Productionizing the platform itself

The platform you built is production-shaped but not operationally hardened. Missing:

  • Off-site backup of MinIO, MLflow Postgres, Gitea.
  • Disaster recovery runbook (“the GPU server’s NVMe failed — restore by…”).
  • Real authentication for every service (we used basic auth and shared keys). LDAP/OIDC/SSO with Authelia or Keycloak is the next step.
  • Network segmentation. The GPU server runs ~20 services on localhost; in a real org these split across hosts with mTLS.
  • Audit logging across the platform.

These are easy to learn, important to do, and out of scope here.

Cohort retrospective

End of course: spend one session as a group answering these. Capture the answers in a shared doc that becomes input to the next cohort.

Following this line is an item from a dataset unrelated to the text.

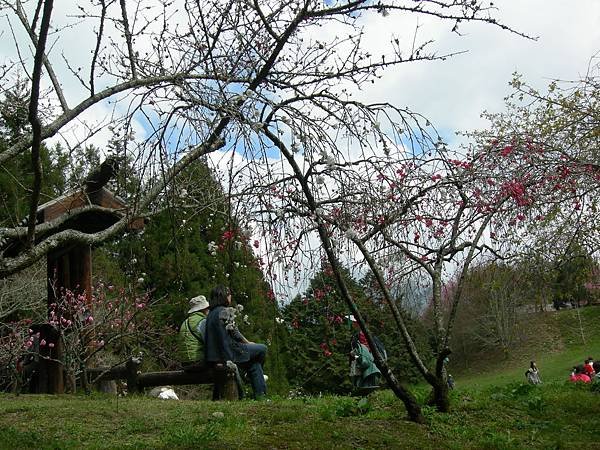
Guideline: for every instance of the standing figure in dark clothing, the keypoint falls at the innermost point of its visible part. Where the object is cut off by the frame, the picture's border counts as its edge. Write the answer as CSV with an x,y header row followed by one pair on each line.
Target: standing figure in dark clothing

  1. Which module was harder than expected, and why? Adjust the syllabus.
  2. Which module was easier, and why? Tighten or expand.
  3. Which tools fought us the most? (Common picks across cohorts: Slurm install, MLflow’s S3 endpoint quirks, vLLM’s first-run warmup, Label Studio’s annotator UX.)
  4. What did students wish they’d had before module 01? Prerequisite material.
  5. What would graduates’ first three months of “real work” look like, and is the track preparing them for that? If not, add a capstone-after-the-capstone.
  6. Which capstone produced the strongest portfolio piece? Bias future cohorts toward that one for the half who only get to do one.

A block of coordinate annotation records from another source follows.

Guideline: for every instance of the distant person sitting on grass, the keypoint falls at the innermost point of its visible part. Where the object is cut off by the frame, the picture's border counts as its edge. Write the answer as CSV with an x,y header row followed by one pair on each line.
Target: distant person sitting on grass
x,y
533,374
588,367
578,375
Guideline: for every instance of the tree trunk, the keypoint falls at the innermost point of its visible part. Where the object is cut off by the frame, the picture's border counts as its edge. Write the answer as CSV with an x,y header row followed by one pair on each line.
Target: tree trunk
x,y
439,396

What a track graduate should do next

Three good paths, depending on where the student is heading:

  • DS engineer at a data-mature org. Read Designing Machine Learning Systems (Chip Huyen). Then ship one more capstone — your choice of domain — through a public Gitea/GitHub repo with a writeup.
  • DS engineer at an early-stage company. Read Fundamentals of Data Engineering (Reis & Housley). Build the same platform on a cloud VM and run it as a side project; the operational lessons are different.
  • ML researcher / applied scientist. The infrastructure piece is now a non-issue. Spend the next quarter on a research direction — interpretability, scaling laws, alignment, your domain’s specific open problems. The Agentic AI track is the next-step content here.

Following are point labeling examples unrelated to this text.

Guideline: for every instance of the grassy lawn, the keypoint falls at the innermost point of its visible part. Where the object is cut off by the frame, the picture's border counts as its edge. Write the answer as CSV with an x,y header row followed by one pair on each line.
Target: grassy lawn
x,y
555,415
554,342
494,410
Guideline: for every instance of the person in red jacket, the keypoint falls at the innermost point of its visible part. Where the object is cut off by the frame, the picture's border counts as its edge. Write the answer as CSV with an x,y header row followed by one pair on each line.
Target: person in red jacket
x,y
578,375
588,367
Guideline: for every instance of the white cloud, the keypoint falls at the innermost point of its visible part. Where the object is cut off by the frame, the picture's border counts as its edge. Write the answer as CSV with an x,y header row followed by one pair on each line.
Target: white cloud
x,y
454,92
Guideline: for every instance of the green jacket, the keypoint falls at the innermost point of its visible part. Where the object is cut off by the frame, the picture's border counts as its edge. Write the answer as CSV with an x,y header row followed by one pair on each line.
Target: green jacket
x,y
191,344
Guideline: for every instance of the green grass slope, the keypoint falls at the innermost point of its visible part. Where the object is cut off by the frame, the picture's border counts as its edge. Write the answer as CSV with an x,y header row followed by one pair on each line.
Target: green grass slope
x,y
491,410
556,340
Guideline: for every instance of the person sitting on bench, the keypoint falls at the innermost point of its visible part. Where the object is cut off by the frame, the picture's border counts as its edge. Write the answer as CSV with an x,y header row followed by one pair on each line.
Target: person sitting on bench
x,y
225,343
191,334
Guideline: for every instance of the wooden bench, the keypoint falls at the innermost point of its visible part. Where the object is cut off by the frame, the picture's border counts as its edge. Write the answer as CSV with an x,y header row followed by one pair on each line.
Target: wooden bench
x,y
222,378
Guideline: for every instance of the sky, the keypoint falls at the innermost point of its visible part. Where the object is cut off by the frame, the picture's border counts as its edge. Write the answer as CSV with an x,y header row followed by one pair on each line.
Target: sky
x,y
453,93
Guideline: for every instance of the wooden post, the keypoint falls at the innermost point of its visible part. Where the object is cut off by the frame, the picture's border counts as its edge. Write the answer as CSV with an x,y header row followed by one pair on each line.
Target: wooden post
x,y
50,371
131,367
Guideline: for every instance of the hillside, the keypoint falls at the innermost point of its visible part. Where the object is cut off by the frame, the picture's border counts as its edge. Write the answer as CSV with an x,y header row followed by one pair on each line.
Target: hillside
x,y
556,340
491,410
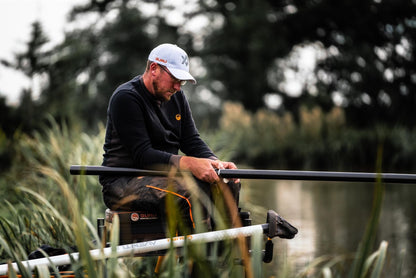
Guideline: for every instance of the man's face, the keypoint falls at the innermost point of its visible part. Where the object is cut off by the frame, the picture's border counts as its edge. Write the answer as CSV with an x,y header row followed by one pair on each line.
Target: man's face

A short list of reading worth keeping

  • General DS: Hands-On Machine Learning (Géron) — still the best survey textbook; Approaching (Almost) Any ML Problem (Thakur) — the engineer’s playbook.
  • Data engineering: Fundamentals of Data Engineering (Reis & Housley); the dbt and Prefect docs in full.
  • MLOps: Designing Machine Learning Systems (Huyen); Reliable Machine Learning (Chen et al.).
  • LLMs: Hands-On Large Language Models (Alammar & Grootendorst); the vLLM and Langfuse docs.
  • Computer vision: Deep Learning with PyTorch (Stevens et al.); the timm and Ultralytics docs.
  • Statistics intuition (a gap students often have): Statistical Rethinking (McElreath) — accessible, foundational.

Closing

This track is opinionated and incomplete. Both on purpose. An opinionated curriculum gives students choices they can defend; an incomplete one leaves room for the things they’ll learn on the job. Use it as a starting point for your own cohort, fork it, change the choices, and tell me what you’d do differently — that’s how the next version gets better.